Table 1. Summary statistics of current in A for each proteinoid.
| Proteinoid | IQR | Skewness | Kurtosis | Mean |
|---|---|---|---|---|
| L-Glu:L-Asp:L-Phe | 2.6035e-08 | -0.17158 | 2.6377 | 4.17671e-07 |
| L-Lys:L-Phe:L-Glu | 2.1277e-07 | -0.42603 | 1.6076 | 9.24110e-07 |
| L-Glu:L-Phe:L-His | 2.7657e-09 | 1.728 | 5.271 | 2.79976e-09 |
| L-Glu: L-Phe:PLLA | 5.25e-08 | -0.25983 | 1.7499 | 3.64721e-07 |
| L-Lys:L-Phe-L-His:PLLA | 3.3855e-09 | -3.3672 | 34.9448 | -4.10408e-08 |
| L-Glu:L-Arg | 6.1989e-09 | -2.5045 | 9.6295 | -7.30825e-10 |
| L-Asp | 4.8208e-08 | -0.96935 | 2.3411 | -1.51220e-07 |
| L-Phe:L-Lys | 2.3317e-08 | 1.3707 | 5.107 | 4.30259e-08 |
| L-Glu:L-Asp:L-Pro | 1.2255e-08 | 1.0771 | 5.8677 | 4.21394e-08 |
| L-Phe | 1.0967e-09 | 29.4475 | 3858.3607 | -4.13615e-09 |
| L-Glu:L-Phe | 2.1982e-08 | 0.19427 | 1.6519 | -6.43642e-09 |
| L-Glu:L-Asp | 1.2573e-07 | 0.15665 | 1.6741 | -6.69806e-08 |
We utilised MATLAB code to generate logical gates based on the chronoamperometry data of 12 distinct proteinoids that comprise proteinoid microspheres. We employed chronoamperometry to measure the current values of each proteinoid in response to external stimuli. Next, we utilised the average values of the current for each proteinoid as the threshold values to ascertain the presence or absence of a proteinoid in the sample. We performed four distinct logical operations (AND, OR, XOR, and NAND) on the binary matrix representing the presence or absence of each proteinoid. This allowed us to obtain the output for each logical gate. Fig 10 displays the time-dependent output of each logical gate. We noticed that the output patterns varied based on the logical operation and the threshold values.
Furthermore, we noticed that certain logical gates were more prone to being affected by noise and outliers in comparison to others. To assess the noise and outliers, we utilised the standard deviation and identified extreme values (those exceeding three standard deviations from the mean) of the output current for each logical gate. The OR gate exhibited a higher number of false positives compared to the AND gate, whereas the XOR gate demonstrated a higher number of false negatives in comparison to the NAND gate. The results indicate that it is possible to generate logical gates from proteinoid microspheres by analysing chronoamperometry data and utilising MATLAB code.
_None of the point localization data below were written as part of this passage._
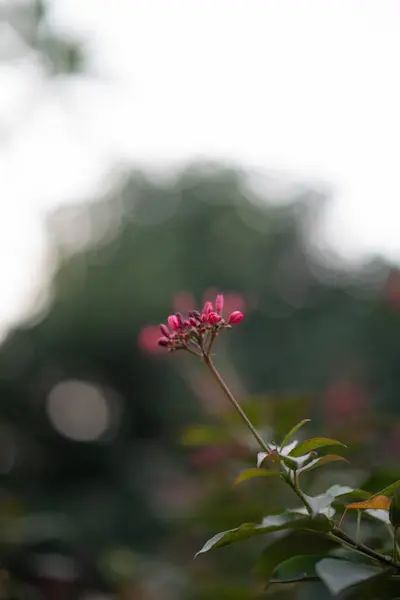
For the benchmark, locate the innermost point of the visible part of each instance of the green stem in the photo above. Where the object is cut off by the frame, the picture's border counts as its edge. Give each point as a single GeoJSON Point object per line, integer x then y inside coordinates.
{"type": "Point", "coordinates": [234, 403]}
{"type": "Point", "coordinates": [359, 514]}
{"type": "Point", "coordinates": [338, 534]}
{"type": "Point", "coordinates": [253, 430]}
{"type": "Point", "coordinates": [299, 494]}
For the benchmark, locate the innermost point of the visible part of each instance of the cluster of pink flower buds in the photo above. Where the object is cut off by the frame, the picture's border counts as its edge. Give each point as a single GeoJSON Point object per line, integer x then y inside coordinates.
{"type": "Point", "coordinates": [198, 331]}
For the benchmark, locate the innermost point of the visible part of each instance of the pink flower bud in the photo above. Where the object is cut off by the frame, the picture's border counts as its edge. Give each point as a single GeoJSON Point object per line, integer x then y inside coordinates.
{"type": "Point", "coordinates": [164, 330]}
{"type": "Point", "coordinates": [180, 318]}
{"type": "Point", "coordinates": [173, 322]}
{"type": "Point", "coordinates": [236, 317]}
{"type": "Point", "coordinates": [195, 314]}
{"type": "Point", "coordinates": [208, 307]}
{"type": "Point", "coordinates": [219, 303]}
{"type": "Point", "coordinates": [213, 318]}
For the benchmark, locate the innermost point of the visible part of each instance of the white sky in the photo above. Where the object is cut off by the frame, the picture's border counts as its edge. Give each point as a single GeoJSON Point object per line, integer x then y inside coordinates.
{"type": "Point", "coordinates": [310, 87]}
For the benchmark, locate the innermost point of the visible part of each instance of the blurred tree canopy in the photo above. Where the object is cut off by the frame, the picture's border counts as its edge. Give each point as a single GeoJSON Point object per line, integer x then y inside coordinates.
{"type": "Point", "coordinates": [27, 34]}
{"type": "Point", "coordinates": [123, 262]}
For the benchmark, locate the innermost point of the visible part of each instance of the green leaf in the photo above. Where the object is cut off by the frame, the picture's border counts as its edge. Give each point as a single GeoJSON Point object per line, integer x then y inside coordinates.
{"type": "Point", "coordinates": [295, 542]}
{"type": "Point", "coordinates": [252, 473]}
{"type": "Point", "coordinates": [261, 456]}
{"type": "Point", "coordinates": [394, 512]}
{"type": "Point", "coordinates": [314, 444]}
{"type": "Point", "coordinates": [293, 431]}
{"type": "Point", "coordinates": [340, 574]}
{"type": "Point", "coordinates": [320, 462]}
{"type": "Point", "coordinates": [286, 520]}
{"type": "Point", "coordinates": [320, 503]}
{"type": "Point", "coordinates": [389, 490]}
{"type": "Point", "coordinates": [297, 568]}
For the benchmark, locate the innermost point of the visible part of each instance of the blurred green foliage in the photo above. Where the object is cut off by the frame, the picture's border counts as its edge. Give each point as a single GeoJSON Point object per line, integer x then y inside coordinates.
{"type": "Point", "coordinates": [315, 343]}
{"type": "Point", "coordinates": [126, 510]}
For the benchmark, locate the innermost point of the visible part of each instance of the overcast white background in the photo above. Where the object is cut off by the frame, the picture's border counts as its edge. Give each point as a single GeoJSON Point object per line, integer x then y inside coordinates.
{"type": "Point", "coordinates": [306, 87]}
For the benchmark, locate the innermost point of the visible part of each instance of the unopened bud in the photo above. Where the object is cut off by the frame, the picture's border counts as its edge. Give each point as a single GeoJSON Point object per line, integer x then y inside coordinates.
{"type": "Point", "coordinates": [213, 318]}
{"type": "Point", "coordinates": [219, 303]}
{"type": "Point", "coordinates": [173, 322]}
{"type": "Point", "coordinates": [236, 317]}
{"type": "Point", "coordinates": [164, 330]}
{"type": "Point", "coordinates": [208, 307]}
{"type": "Point", "coordinates": [195, 314]}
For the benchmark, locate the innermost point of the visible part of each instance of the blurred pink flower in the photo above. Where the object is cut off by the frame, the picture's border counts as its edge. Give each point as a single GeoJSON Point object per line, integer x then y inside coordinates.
{"type": "Point", "coordinates": [236, 317]}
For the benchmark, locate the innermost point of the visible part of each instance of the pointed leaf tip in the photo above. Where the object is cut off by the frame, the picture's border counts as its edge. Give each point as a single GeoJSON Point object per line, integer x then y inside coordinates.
{"type": "Point", "coordinates": [340, 574]}
{"type": "Point", "coordinates": [314, 444]}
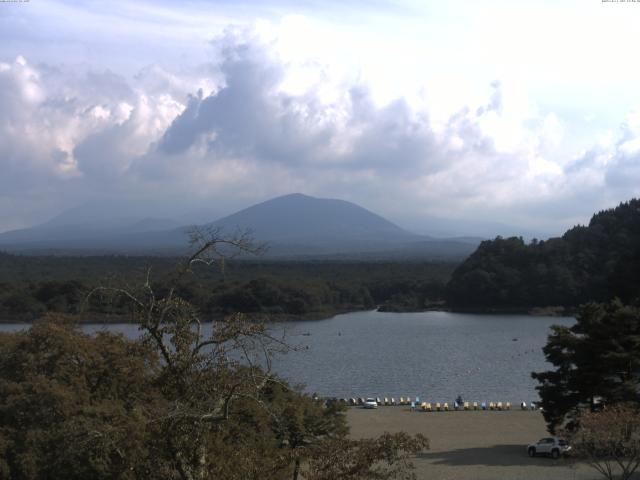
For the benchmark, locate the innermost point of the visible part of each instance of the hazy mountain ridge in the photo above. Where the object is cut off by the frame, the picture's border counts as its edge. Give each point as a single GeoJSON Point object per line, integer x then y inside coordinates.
{"type": "Point", "coordinates": [292, 225]}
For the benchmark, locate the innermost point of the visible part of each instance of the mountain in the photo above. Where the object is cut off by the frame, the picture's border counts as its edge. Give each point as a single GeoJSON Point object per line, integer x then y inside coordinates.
{"type": "Point", "coordinates": [302, 219]}
{"type": "Point", "coordinates": [291, 225]}
{"type": "Point", "coordinates": [596, 262]}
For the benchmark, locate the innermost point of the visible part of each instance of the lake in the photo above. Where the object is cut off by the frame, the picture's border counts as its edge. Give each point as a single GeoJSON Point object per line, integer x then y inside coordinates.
{"type": "Point", "coordinates": [433, 355]}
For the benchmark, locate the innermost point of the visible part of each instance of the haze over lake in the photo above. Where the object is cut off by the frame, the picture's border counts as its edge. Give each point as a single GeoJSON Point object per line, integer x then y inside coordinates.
{"type": "Point", "coordinates": [435, 355]}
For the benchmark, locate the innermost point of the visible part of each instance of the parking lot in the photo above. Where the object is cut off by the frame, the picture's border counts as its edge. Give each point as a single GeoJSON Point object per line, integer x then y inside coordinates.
{"type": "Point", "coordinates": [482, 445]}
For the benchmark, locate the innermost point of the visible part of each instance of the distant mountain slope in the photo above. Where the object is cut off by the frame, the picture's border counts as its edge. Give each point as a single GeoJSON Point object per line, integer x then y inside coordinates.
{"type": "Point", "coordinates": [293, 225]}
{"type": "Point", "coordinates": [299, 218]}
{"type": "Point", "coordinates": [592, 263]}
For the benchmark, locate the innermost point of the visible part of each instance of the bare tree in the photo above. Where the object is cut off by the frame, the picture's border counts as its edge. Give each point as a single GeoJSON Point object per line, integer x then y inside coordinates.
{"type": "Point", "coordinates": [609, 440]}
{"type": "Point", "coordinates": [207, 365]}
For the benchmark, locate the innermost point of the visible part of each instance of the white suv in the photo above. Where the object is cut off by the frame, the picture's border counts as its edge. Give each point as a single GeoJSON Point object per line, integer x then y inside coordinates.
{"type": "Point", "coordinates": [553, 446]}
{"type": "Point", "coordinates": [370, 403]}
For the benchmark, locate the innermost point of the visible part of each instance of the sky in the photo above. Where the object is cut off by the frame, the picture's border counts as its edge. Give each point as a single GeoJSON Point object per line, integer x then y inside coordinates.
{"type": "Point", "coordinates": [524, 113]}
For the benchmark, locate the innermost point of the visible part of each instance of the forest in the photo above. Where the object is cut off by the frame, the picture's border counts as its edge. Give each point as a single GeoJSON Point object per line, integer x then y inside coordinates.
{"type": "Point", "coordinates": [596, 262]}
{"type": "Point", "coordinates": [31, 286]}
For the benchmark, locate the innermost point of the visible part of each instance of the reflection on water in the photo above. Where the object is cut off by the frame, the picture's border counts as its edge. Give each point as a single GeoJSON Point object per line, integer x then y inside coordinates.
{"type": "Point", "coordinates": [434, 355]}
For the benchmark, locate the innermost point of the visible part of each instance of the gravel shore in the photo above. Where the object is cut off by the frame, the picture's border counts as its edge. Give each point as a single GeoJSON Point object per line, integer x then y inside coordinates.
{"type": "Point", "coordinates": [475, 445]}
Additionally, we used MATLAB code to plot the current values and their distribution for each proteinoid. Fig 8 illustrates the distribution of current values for each proteinoid using boxplots. We noticed that some proteinoids displayed higher or lower levels of variation and outliers in their current values. Fig 9 illustrates the temporal progression of the proteinoid values. During our observation, we noticed variations in the current values of various proteinoids. Furthermore, we noticed that specific proteinoids exhibited comparable patterns of current fluctuations over time, whereas others demonstrated unique patterns. Furthermore, we discovered that certain proteinoids exhibited either skewed or symmetric distributions. Plots serve as valuable tools for comparing and contrasting the electrical properties of different proteinoids. They also help determine the optimal threshold values needed to create logical gates.
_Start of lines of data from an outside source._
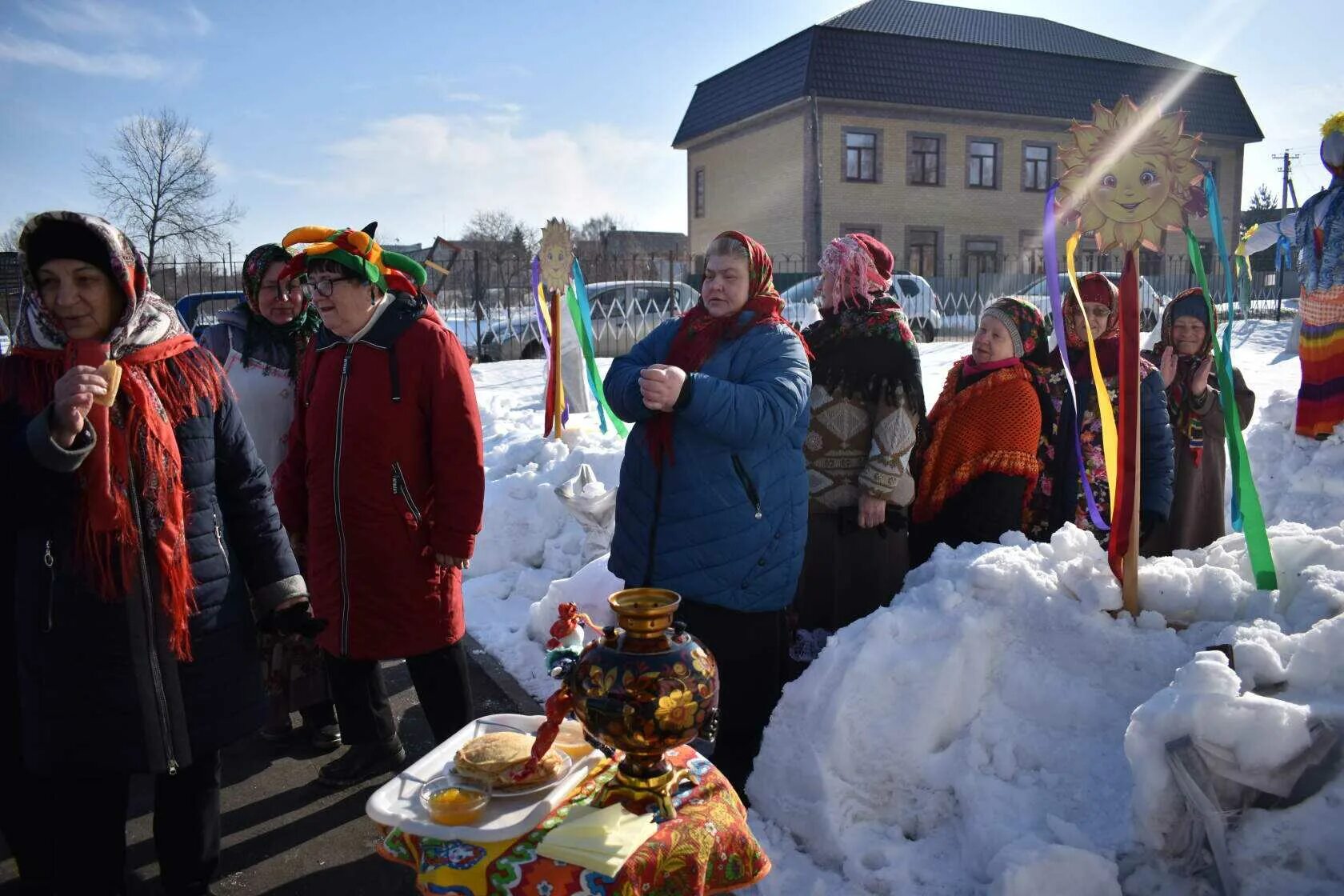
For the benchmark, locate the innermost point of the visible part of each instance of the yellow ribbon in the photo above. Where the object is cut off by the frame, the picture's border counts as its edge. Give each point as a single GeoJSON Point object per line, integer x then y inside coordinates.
{"type": "Point", "coordinates": [1109, 435]}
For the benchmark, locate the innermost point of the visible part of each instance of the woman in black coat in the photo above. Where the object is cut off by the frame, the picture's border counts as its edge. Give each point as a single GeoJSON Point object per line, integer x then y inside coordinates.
{"type": "Point", "coordinates": [128, 652]}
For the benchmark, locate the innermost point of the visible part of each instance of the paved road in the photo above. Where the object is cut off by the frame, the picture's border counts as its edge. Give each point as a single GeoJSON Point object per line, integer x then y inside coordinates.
{"type": "Point", "coordinates": [284, 833]}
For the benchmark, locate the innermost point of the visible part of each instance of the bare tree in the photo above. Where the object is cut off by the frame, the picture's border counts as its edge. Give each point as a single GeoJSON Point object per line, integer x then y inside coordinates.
{"type": "Point", "coordinates": [496, 225]}
{"type": "Point", "coordinates": [594, 227]}
{"type": "Point", "coordinates": [1262, 201]}
{"type": "Point", "coordinates": [162, 187]}
{"type": "Point", "coordinates": [10, 238]}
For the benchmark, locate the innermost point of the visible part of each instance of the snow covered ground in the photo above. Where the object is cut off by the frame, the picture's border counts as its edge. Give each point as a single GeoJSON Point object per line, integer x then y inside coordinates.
{"type": "Point", "coordinates": [976, 737]}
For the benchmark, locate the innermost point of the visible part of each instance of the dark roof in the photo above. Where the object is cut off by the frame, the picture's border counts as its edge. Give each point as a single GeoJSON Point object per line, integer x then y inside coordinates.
{"type": "Point", "coordinates": [986, 69]}
{"type": "Point", "coordinates": [936, 22]}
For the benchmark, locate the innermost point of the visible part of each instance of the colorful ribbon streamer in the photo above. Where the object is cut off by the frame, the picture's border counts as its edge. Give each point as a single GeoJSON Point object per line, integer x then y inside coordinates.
{"type": "Point", "coordinates": [582, 314]}
{"type": "Point", "coordinates": [1247, 514]}
{"type": "Point", "coordinates": [1105, 411]}
{"type": "Point", "coordinates": [1124, 488]}
{"type": "Point", "coordinates": [1057, 308]}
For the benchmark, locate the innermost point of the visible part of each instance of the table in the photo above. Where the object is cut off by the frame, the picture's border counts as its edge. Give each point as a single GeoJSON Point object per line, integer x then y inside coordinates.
{"type": "Point", "coordinates": [706, 850]}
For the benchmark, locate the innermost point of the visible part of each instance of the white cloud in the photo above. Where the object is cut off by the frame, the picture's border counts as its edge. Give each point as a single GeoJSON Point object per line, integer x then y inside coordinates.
{"type": "Point", "coordinates": [54, 55]}
{"type": "Point", "coordinates": [118, 21]}
{"type": "Point", "coordinates": [424, 172]}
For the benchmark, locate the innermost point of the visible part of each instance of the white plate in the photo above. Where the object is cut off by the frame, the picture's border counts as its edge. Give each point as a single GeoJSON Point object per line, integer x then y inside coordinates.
{"type": "Point", "coordinates": [508, 793]}
{"type": "Point", "coordinates": [397, 802]}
Fig 8. Visualizing protenoid current distribution characteristics with boxplots.
The current values for each proteinoid are distributed. The boxplots display the median, interquartile range, and outliers of the current values for each proteinoids. The proteinoids names are displayed on the x-axis, while the current in amperes is shown on the y-axis. The figure depicts the skewness and kurtosis of the current values for each proteinoid.
Fig 9. Distinct current signatures of varied protenoid structures.
The figure displays the current values of 12 distinct proteinoids, which are responsible for the formation of proteinoid microspheres. The current values were measured using chronoamperometry in order to observe the response to external stimuli. Each protein is represented on the same graph using a distinct colour and marker. The x-axis represents time in seconds, while the y-axis represents current in amperes.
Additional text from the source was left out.